DTs for 500 is pretty good... for new that is.... for ex, i can't buy the parts for that low..


personally i would not go w/ OP. to me they are a relic... Only reason for low profile was weight, now you can have both a decent profile and low weight, so why bother? now for 300 bucks, DA/OPs are good. But for me, i would build much more useful wheels outta the DA hubs... 20/24h into nio rims for example... your choice of 27 or 30mm profile etc.. u can even go for lighter hubs if you care... it will have the aero performance of the DTs, but be much lighter, and far more replaceable... worst case: crack a rim and u can swap it out for around 60 bucks !


----------



## rupenaik (Apr 30, 2007)

Even better.....Ultegra/Open Pro!!!


----------



## wankski (Jul 24, 2005)

naw, too heavy for no reason... i'm no WW, but even DA built the performance way w/ dt comp & brass would make a c. 1750g wheelset..... at least u could forgive it with the record/op wheel they offered, b/c u could rebuild it w/ revos on teh NDS and front and end up w/ a c.1520g wheelset which is ok....at least record locks u into 32h...
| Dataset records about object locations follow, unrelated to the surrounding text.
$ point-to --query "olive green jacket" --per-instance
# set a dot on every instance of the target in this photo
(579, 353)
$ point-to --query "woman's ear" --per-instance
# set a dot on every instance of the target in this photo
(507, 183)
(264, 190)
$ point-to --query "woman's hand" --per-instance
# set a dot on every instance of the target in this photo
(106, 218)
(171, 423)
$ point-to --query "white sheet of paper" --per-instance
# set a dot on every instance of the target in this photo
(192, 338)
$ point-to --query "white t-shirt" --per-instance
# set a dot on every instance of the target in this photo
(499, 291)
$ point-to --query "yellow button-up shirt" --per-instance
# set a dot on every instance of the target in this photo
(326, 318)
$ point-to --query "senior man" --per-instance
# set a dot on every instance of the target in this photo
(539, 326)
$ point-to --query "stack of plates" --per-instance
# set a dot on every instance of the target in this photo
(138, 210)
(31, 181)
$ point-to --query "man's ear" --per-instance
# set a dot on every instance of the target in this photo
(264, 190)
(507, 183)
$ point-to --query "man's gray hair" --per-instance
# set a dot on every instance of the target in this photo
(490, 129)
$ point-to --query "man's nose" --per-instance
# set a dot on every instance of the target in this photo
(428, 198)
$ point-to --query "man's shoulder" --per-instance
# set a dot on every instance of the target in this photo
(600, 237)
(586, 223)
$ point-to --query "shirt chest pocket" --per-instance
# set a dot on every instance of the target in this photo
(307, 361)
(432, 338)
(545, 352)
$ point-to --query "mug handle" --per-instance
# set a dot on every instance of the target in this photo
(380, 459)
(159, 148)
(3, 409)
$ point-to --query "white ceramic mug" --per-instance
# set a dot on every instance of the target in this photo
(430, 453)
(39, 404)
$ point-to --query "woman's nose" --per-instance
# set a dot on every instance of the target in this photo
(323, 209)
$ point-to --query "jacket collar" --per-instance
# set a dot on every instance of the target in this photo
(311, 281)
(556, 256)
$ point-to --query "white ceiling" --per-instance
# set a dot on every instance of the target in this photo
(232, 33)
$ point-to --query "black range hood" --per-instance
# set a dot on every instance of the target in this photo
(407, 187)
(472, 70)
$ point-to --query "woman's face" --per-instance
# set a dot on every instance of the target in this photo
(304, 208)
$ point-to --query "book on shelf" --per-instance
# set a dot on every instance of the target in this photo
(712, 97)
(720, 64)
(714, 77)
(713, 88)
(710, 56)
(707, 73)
DAs are too valuable to stick w/ 32h.. on ebay 32h are a dime a dozen... now say 20h/24h DA hubs, those would be quite valuable, and would not be out of place built up on deep carbon rims down the track... trust me, it kills me as a campy man to say this...

Performance Teg/OP build would be close to 1850g IIRC...


----------



## jkcoda007 (Dec 18, 2006)

*aesthetically SPeaking only now...*

Ok...going on PURE LOOKS ONLY!!! What do you guys think? Sorry for the poor pics
Black or white wheelset


----------



## Kestreljr (Jan 10, 2007)

jkcoda007 said:


> Ok...going on PURE LOOKS ONLY!!! What do you guys think? Sorry for the poor pics
> Black or white wheelset


I like the White DT swiss- except for the fact that the logos are too much. If you can take off some of the logos (stickers?) then that would be my choice. 

Otherwise, the Easton's. I have nothing against logos on the bike, but that is a little too much going on IMO. 

Wish I had your problems!


----------



## wankski (Jul 24, 2005)

ja, go the white... having a new white saddle wouldn't hurt either... !


----------